The crossover was conceived to cater to buyers looking at an SUV body style, but on a smaller scale. The interesting thing is that, while the crossover looks similar to an SUV, it is actually built on a smaller single frame car platform, whereas the SUV is built on a truck-like separate-frame platform. This means the crossover handles more like a car compared to the SUV. When tackling corners, the crossover’s lower ride height offers less body roll than a high-riding SUV. However, it doesn’t have the four-wheel drive, and it takes a brave soul with deep pockets to try venturing into unknown terrain in a front-wheel drive crossover!

Hatchback VS Liftback
Unlike the sedan, the smaller hatchback has a two-box design, where the second half unifies the passenger and boot as one compartment.
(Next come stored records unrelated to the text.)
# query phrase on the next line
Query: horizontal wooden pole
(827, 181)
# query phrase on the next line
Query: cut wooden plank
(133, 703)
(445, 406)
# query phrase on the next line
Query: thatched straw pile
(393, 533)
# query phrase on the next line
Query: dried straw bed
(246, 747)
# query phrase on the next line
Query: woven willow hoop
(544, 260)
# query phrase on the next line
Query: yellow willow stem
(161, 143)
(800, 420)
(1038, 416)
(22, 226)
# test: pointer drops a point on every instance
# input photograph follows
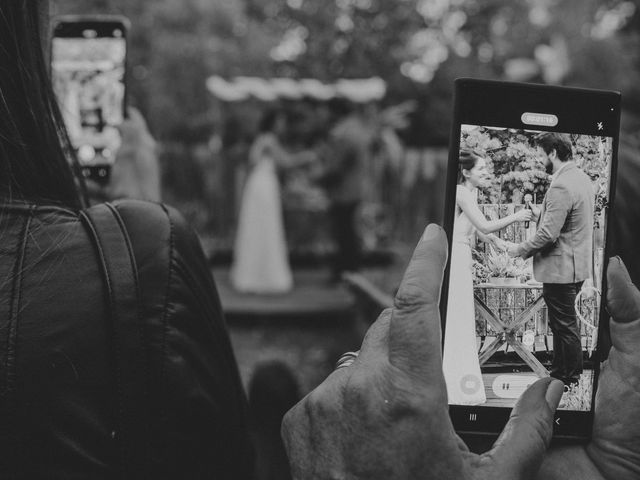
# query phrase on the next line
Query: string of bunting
(268, 90)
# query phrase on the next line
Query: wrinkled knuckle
(357, 391)
(317, 404)
(409, 297)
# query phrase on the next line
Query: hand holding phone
(384, 416)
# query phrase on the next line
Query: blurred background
(204, 72)
(416, 47)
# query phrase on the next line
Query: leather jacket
(56, 379)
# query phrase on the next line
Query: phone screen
(88, 67)
(527, 258)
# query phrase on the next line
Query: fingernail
(430, 232)
(554, 394)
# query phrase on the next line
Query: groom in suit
(562, 250)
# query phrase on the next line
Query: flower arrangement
(500, 264)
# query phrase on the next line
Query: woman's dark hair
(34, 146)
(467, 160)
(269, 120)
(560, 142)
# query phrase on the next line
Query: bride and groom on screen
(561, 249)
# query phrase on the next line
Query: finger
(375, 342)
(623, 302)
(519, 450)
(414, 333)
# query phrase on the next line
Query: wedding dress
(460, 362)
(261, 263)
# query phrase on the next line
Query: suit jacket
(351, 141)
(562, 247)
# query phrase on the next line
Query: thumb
(519, 450)
(623, 302)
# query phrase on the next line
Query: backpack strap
(128, 339)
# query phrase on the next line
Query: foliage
(513, 161)
(517, 167)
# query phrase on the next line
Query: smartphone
(531, 175)
(89, 56)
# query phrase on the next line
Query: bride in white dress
(460, 362)
(261, 263)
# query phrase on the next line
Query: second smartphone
(89, 76)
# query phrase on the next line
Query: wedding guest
(116, 362)
(383, 413)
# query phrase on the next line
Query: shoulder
(150, 222)
(463, 194)
(162, 241)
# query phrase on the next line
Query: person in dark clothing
(273, 390)
(115, 361)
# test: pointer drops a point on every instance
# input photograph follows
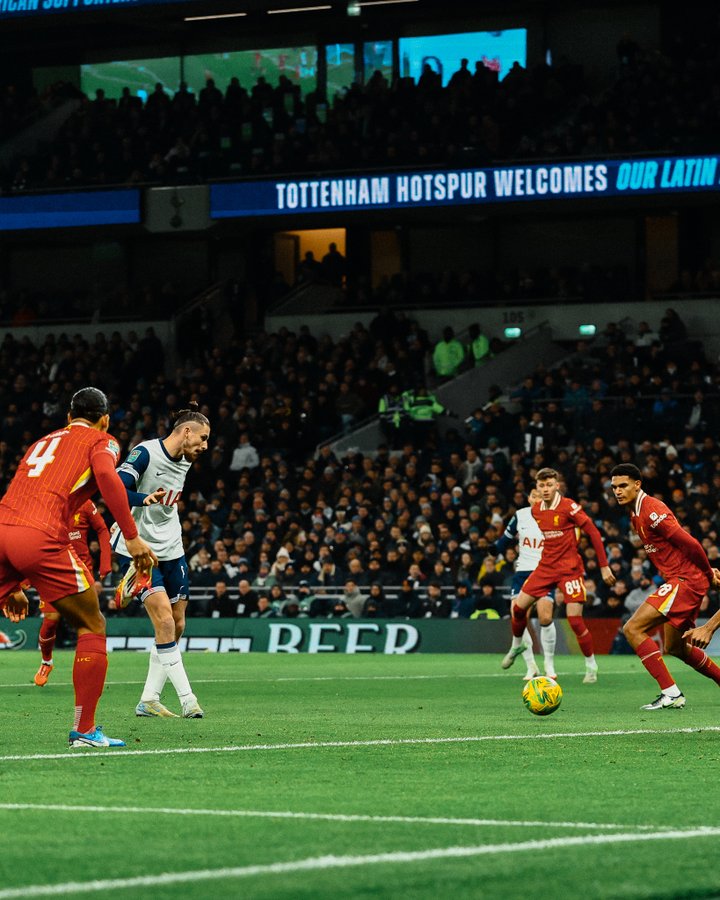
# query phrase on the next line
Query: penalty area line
(320, 863)
(88, 753)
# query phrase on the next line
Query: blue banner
(69, 210)
(14, 9)
(465, 187)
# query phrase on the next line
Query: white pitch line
(87, 753)
(319, 863)
(300, 678)
(323, 817)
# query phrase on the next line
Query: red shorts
(52, 568)
(678, 602)
(543, 582)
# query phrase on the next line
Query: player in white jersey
(523, 528)
(154, 477)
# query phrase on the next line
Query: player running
(682, 562)
(54, 478)
(82, 521)
(523, 528)
(561, 565)
(154, 478)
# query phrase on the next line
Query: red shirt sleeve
(692, 549)
(583, 520)
(113, 491)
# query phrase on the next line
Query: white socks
(548, 639)
(528, 654)
(166, 662)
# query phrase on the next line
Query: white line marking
(323, 817)
(300, 678)
(341, 862)
(382, 742)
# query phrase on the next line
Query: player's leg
(584, 638)
(528, 654)
(637, 630)
(90, 667)
(548, 634)
(531, 669)
(46, 640)
(159, 609)
(191, 709)
(692, 656)
(518, 624)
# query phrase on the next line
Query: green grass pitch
(361, 776)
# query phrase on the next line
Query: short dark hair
(88, 403)
(629, 469)
(192, 414)
(546, 473)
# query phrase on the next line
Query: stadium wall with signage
(302, 635)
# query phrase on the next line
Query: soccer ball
(542, 696)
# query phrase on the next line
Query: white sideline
(87, 753)
(323, 817)
(250, 680)
(341, 862)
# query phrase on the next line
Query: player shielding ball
(682, 562)
(154, 478)
(523, 528)
(81, 522)
(54, 478)
(561, 566)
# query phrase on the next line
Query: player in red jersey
(561, 566)
(682, 562)
(82, 521)
(54, 478)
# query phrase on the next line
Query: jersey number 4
(43, 454)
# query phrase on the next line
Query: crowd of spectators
(656, 102)
(390, 532)
(21, 306)
(477, 287)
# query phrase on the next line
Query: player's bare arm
(701, 635)
(16, 606)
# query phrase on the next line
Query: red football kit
(55, 477)
(677, 556)
(82, 521)
(561, 564)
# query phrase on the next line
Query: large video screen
(340, 65)
(377, 57)
(140, 75)
(299, 64)
(497, 50)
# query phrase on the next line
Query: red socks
(702, 663)
(651, 658)
(577, 623)
(48, 631)
(518, 620)
(88, 679)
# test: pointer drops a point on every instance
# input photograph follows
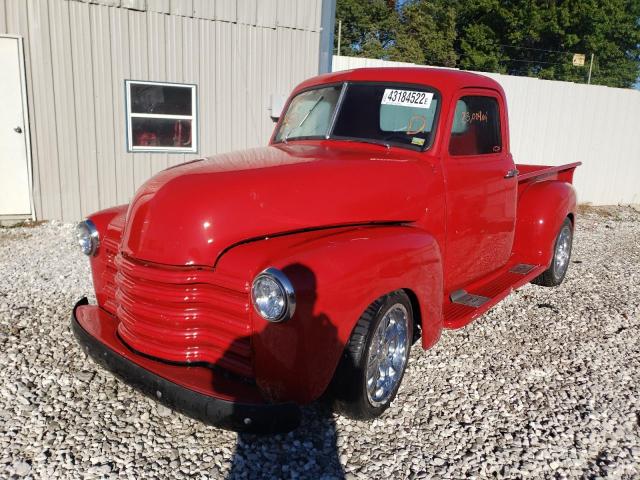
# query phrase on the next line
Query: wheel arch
(332, 272)
(542, 208)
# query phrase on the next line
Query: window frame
(345, 85)
(477, 92)
(161, 149)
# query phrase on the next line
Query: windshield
(386, 114)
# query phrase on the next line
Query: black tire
(554, 275)
(349, 385)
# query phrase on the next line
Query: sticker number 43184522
(407, 98)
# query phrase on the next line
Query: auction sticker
(407, 98)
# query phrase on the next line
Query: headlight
(273, 296)
(88, 238)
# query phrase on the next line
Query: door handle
(511, 173)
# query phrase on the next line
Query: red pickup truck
(386, 208)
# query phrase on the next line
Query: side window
(476, 126)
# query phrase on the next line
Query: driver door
(481, 188)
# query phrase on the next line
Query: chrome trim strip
(334, 115)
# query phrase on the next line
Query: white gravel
(546, 385)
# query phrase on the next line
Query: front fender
(336, 274)
(542, 208)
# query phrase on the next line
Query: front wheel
(556, 272)
(375, 358)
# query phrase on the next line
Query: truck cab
(386, 208)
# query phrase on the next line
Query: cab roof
(445, 80)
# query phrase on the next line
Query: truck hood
(192, 213)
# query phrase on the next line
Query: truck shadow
(310, 450)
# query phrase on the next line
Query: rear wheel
(556, 272)
(375, 358)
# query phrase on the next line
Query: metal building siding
(78, 54)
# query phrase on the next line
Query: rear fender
(542, 208)
(336, 274)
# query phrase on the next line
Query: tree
(369, 27)
(520, 37)
(427, 33)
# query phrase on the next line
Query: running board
(522, 268)
(463, 298)
(464, 306)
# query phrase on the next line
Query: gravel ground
(546, 385)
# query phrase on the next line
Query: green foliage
(519, 37)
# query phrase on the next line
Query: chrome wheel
(563, 252)
(387, 356)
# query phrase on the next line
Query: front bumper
(197, 391)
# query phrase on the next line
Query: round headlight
(88, 238)
(273, 296)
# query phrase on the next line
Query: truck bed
(563, 172)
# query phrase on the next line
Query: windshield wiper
(286, 136)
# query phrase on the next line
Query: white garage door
(14, 158)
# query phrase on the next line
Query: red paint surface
(346, 221)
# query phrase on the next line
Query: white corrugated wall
(552, 123)
(78, 54)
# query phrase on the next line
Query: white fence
(552, 123)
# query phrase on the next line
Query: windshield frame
(334, 116)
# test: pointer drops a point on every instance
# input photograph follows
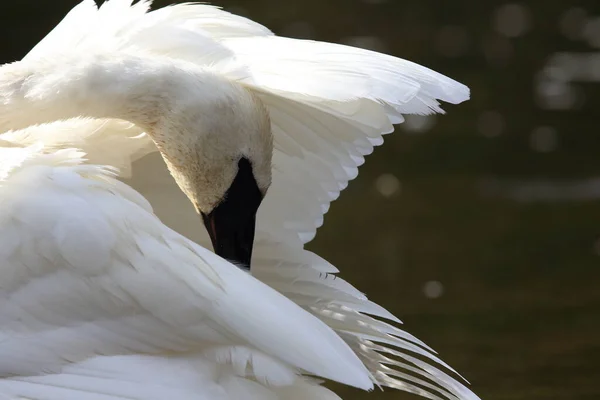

Hatchbacks these days are also referred to as a five-door — the fifth door being the rear tailgate or hatch. While it may be smaller than sedans, hatchbacks can surprise with not only their cargo capacity, but also the versatile ways they can ferry taller and odd-shaped items a sedan may struggle to fit with its fixed-height boot.

So what’s a liftback? Also called a fastback, this body style is the intermediate shape between a sedan and a hatchback. Like a hatchback, it has a two-box design, but with more definition between the passenger and boot compartment — like a more sophisticated hatchback. While the hatchback has an abrupt end, the liftback rear protrudes with a more pronounced overhang that gives it a sedan-like stance. Some even liken the rear overhang slope to a coupe, and believe it gives the liftback a sleeker look. This also means that, while the liftback is more versatile than a sedan, it still lacks the height advantage a hatch offers to transport taller items.